Occasionally, it’s helpful to raise our noses from the grindstone and look around at how the world is progressing around us. When it comes to EHR implementation and health information exchange (HIE), the United States isn’t the only one facing some serious issues. This week, Australian Health Minister Peter Dutton announced an inquiry into the sluggish uptake of the country’s Personally Controlled eHealth Record System (PCEHR), which has cost AU$1 billion so far while attracting only a fraction of the providers and patients expected. Can Australia’s EHR woes teach us a little something about the effectiveness of meaningful use?
Since 2010, Australia has been developing the PCEHR system as a national, all-in-one health information exchange. Intended to hold up-to-date, interoperable clinical summaries in the HL7 format, the PCEHR uses a unique individual healthcare identifier to tag patient records across a network of connected systems. Officials hoped to have 500,000 patients using the system by the end of June 2013, but as of October, the system has fallen short by 100,000 opt-in sign ups, and only a few hundred providers have actually uploaded and shared fewer than 5000 documents in the country of 22 million residents.
“On those numbers it runs out at about $200,000 a patient in terms of investment,” noted Dutton. “We want to make sure for argument’s sake that we get good numbers around the electronic health record because we think there can be savings if people have their records coordinated at accessible emergency departments or general practice.”
Unlike the American EHR Incentive Program, Australia’s PCEHR provides no financial incentive for adoption, nor does it institute penalties for non-use. A lack of participation in meaningful use will cost US providers up to 3% of their Medicare reimbursements by 2017. While 98% of general practice EHR software in Australia is compatible with the PCEHR system, a clear advantage over the fragmented EHR landscape in the United States, the lack of a business case for PCEHR could be its downfall.
Australian Medical Association (AMA) President Steve Hambleton acknowledged the problem with the system’s “strategic direction” in an interview with ABC Radio. Hambleton has been appointed to the three-person inquiry panel to review the PCEHR in the coming months. “We need to refocus this on efficiency, to simplify everybody’s lives,” he said. “At the moment the focus has been on adding on products to the PCEHR, none of which is going to drive people to use it. If we can decrease the search time for information that will make people interested. If we can make it easy to interface with it, with the right software … we can help with the efficiency of the health system and that’s the real driver. We absolutely need to get this right.”

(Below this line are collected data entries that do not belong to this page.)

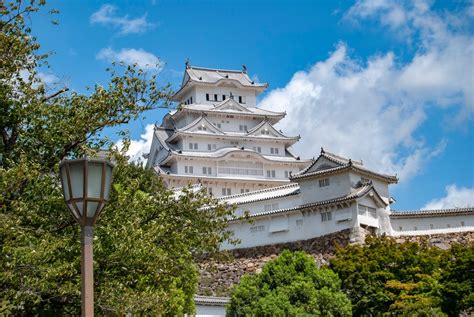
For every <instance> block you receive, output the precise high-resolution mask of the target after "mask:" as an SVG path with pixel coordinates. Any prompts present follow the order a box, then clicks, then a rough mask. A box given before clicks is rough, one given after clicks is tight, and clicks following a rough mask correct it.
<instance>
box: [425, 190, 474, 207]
mask: <svg viewBox="0 0 474 317" xmlns="http://www.w3.org/2000/svg"><path fill="white" fill-rule="evenodd" d="M473 206H474V188H466V187H457V186H456V185H455V184H453V185H449V186H446V196H445V197H443V198H439V199H433V200H431V201H430V202H428V203H427V204H426V205H425V206H424V207H423V208H422V209H445V208H460V207H473Z"/></svg>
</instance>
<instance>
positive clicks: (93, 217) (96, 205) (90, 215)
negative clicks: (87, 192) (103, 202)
mask: <svg viewBox="0 0 474 317" xmlns="http://www.w3.org/2000/svg"><path fill="white" fill-rule="evenodd" d="M98 204H99V203H98V202H95V201H88V202H87V214H86V217H87V218H94V216H95V212H96V211H97V205H98Z"/></svg>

That will probably sound pretty familiar to opponents of cumbersome EHRs and skeptics of the ambitious timeline of meaningful use. And while some criticize the $30 billion set aside for EHR adoption in the United States while simultaneously lamenting that the incentives don’t cover the majority of EHR adoption costs, the numbers make it clear that it’s working. EHR adoption has risen measurably due to meaningful use criteria, in large part because of the financial implications of opting out.
This might not be much of a comfort to individual providers still struggling to shoulder the budgetary burdens of EHR adoption, but whatever its shortfalls, meaningful use has succeeded in driving home the business case for health IT on a national scale.
The PCEHR inquiry panel will do its best to identify solutions to the desultory interest in the system, including the possibility of adding some kind of incentives to increase usage. The private sector may get involved in the government-funded project, and could be helpful in targeting workflow issues and usability problems that have prevented large-scale uptake for patients and providers alike. The panel expects to deliver its results to Dutton by the middle of December, and will be taking comments from the public and from clinical organizations to aid their investigation.